Symptom: Your method implementation throws, but the caller never sees the error.

Cause: The MethodResult<R> returned to the callback contains the exception, but the callback does not check for it.

Fix: Always check isOk() before calling get():

calc.divide(10.0, 0.0, senImplAsyncCall([](sen::MethodResult<double> r) {
  if (r.isOk())
  {
    std::cout << "result: " << r.getValue() << std::endl;
  }
  else
  {
    try
    {
      std::rethrow_exception(r.getError());
    }
    catch (const std::exception& e)
    {
      std::cout << "error: " << e.what() << std::endl;
    }
  }
}));

Configuration

Component starts before its dependency is ready

Symptom: A component tries to find objects from another component but finds nothing on the first few cycles. Or the kernel logs errors about missing objects during initialization.

Cause: Both components are in the same group, so their startup order is not guaranteed. Or the dependent component is in a lower group number than its dependency.

Fix: Put dependencies in lower group numbers. Higher groups start after all lower groups are fully running:

build:
  - name: my_data_source
    group: 2    # starts first

  - name: my_consumer_component
    group: 3    # starts after group 2 is fully up

See Using component groups for the full rules.


Class not found by kernel — "unknown class" error

Symptom: The kernel prints something like unknown class: my_package.MyClassImpl at startup.

Cause 1: SEN_EXPORT_CLASS(MyClassImpl) is missing from the .cpp file.

Fix: Add the macro at the bottom of the implementation file:

// my_class_impl.cpp
...

SEN_EXPORT_CLASS(MyClassImpl)  // ← must be present

Cause 2: The package is not listed in the imports of the component that tries to instantiate the class.

Fix: Add it to the imports list in your YAML config (see the discovery section above).

Cause 3: The class name in YAML uses the wrong case or wrong separator. The format is always package_name.ClassName — the package name from your STL package declaration, dot, then the C++ class name.

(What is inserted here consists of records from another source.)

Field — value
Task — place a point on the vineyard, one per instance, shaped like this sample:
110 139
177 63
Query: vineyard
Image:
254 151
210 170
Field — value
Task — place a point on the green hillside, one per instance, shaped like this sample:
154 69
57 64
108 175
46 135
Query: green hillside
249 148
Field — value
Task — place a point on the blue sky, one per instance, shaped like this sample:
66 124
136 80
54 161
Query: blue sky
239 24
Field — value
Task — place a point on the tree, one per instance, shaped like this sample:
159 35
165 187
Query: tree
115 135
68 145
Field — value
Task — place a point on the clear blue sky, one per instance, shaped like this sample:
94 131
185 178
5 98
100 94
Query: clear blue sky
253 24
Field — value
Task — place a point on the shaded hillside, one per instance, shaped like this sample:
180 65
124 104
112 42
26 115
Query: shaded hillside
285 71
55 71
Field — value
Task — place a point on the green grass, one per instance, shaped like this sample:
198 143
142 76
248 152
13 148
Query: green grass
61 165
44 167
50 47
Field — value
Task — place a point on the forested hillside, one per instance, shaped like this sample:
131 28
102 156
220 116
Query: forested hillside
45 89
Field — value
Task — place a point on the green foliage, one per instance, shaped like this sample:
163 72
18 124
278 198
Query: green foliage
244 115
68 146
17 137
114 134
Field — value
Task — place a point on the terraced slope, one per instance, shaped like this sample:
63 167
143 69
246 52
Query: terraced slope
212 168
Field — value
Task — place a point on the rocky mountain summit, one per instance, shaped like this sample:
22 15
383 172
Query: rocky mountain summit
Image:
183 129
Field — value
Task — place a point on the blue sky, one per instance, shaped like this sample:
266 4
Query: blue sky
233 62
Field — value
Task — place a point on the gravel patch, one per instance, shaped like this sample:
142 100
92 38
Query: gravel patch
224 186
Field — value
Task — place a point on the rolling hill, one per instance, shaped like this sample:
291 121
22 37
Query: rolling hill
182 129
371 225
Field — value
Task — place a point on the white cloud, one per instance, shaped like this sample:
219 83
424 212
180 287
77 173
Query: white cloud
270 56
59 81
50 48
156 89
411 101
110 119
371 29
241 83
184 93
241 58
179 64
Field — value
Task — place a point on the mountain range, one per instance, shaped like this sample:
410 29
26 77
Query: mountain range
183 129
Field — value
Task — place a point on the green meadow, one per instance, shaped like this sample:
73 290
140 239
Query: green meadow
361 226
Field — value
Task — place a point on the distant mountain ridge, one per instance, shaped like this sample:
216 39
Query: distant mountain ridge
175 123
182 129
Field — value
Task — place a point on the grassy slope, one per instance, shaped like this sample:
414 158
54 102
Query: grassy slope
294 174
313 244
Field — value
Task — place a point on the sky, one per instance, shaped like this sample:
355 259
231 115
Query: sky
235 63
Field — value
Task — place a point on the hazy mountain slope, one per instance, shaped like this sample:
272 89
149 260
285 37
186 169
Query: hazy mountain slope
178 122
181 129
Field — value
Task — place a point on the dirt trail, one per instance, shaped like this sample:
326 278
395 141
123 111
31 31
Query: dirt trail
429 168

YAML config error: unexpected key or wrong type

Symptom: The kernel refuses to start with a YAML parse error or a type mismatch.

Cause: A property name is misspelled, or the value type does not match the STL declaration (e.g., a string where a number is expected).

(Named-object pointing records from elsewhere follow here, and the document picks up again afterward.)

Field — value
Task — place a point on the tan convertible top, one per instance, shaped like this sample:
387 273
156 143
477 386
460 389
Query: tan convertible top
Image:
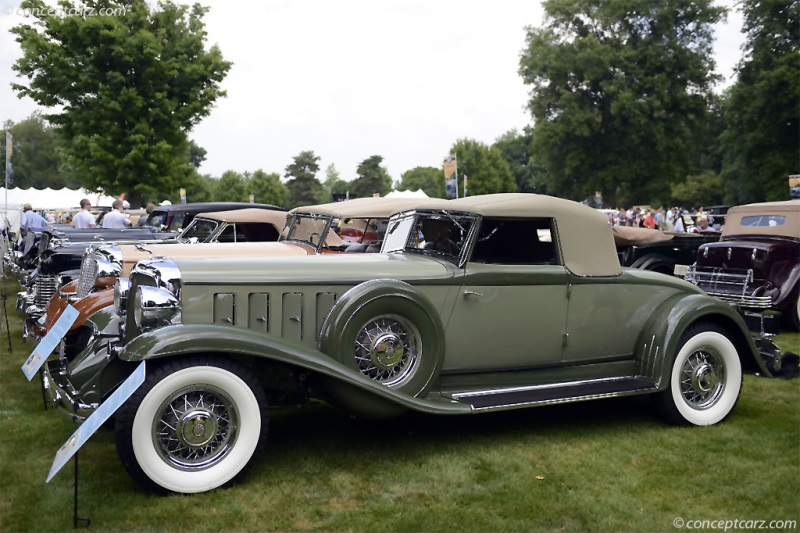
249 214
780 219
585 236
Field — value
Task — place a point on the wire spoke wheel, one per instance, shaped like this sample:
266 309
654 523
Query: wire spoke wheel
197 427
702 379
388 349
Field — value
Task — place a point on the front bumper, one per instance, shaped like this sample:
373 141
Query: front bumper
62 395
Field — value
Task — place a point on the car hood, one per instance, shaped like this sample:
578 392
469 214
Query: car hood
208 251
339 268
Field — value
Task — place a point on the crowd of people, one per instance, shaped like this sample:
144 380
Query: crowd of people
83 219
674 219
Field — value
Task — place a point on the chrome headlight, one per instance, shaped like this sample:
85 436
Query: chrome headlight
154 295
99 261
153 306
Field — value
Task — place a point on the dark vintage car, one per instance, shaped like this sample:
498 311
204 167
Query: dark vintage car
659 251
102 264
756 264
474 305
61 253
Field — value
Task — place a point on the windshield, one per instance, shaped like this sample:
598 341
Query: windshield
440 233
199 230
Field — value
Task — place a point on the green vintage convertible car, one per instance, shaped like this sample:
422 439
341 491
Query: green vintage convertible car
473 305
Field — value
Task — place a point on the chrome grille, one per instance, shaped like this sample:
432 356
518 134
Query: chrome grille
88 271
45 289
737 286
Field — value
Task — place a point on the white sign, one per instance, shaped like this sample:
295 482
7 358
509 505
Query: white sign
91 424
49 342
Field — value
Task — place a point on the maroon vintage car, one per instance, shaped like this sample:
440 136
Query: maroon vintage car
756 263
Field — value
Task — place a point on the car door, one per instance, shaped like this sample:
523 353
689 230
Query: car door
511 309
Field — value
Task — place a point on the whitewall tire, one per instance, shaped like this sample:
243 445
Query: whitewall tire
193 426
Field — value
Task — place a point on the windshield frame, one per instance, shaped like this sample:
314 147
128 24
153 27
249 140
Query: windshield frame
292 233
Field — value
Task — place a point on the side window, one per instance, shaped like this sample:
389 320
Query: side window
228 234
516 242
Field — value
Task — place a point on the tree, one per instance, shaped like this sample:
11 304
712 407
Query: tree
201 189
303 186
372 178
429 179
762 109
334 184
485 168
231 187
128 86
619 94
35 156
197 154
517 150
267 188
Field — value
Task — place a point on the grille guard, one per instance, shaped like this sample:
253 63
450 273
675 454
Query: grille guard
736 286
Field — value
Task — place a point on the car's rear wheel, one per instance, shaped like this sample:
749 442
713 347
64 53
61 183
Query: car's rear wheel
705 379
393 342
194 425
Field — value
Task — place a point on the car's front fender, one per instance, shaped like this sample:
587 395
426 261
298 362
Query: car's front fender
658 342
182 339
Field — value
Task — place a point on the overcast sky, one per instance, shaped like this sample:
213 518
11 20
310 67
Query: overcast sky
349 79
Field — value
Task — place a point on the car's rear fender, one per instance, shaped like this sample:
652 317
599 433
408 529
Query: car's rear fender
659 339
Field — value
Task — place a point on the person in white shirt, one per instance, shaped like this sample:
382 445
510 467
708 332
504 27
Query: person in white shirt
116 218
83 219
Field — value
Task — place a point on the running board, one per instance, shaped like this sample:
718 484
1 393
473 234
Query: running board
499 399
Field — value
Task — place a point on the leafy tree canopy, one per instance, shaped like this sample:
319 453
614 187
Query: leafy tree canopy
516 149
486 170
372 178
36 155
699 190
619 93
762 109
267 188
231 187
128 88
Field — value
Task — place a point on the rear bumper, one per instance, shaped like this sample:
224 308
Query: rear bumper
62 395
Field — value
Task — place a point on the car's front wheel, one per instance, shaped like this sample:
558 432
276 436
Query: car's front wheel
194 425
705 379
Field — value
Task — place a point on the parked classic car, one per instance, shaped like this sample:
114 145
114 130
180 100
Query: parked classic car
103 263
60 259
474 305
177 217
756 264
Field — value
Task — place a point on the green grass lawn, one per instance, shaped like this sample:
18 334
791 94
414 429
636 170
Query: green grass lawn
609 465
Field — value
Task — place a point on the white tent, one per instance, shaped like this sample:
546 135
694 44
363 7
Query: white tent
12 200
419 193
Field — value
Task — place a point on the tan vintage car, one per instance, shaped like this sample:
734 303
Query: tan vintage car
103 264
473 305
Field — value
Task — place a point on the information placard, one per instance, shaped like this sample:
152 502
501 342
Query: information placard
49 342
91 424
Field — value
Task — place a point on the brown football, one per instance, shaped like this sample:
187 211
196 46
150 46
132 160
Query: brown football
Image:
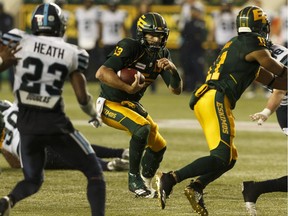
127 75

Fix: Check that: - The property key in YAML matches the STL property name exactly (case-sensitive) - Numeric properties use numbers in YAML, not quoted strings - [static] properties that are required must be present


Networking

Objects not discovered across processes

Symptom: You run two sen processes on the same machine (or different machines) but their objects do not see each other.

Cause: The ether component (Ethernet transport) is not loaded in one or both processes.

Fix: Add the ether component to both process configs and configure matching addresses. See the Ether component documentation for the full configuration reference.

WSL2 networking issues

Multi-process or multi-machine discovery can fail on WSL2 due to how it handles multicast. See the FAQ for WSL2-specific networking guidance.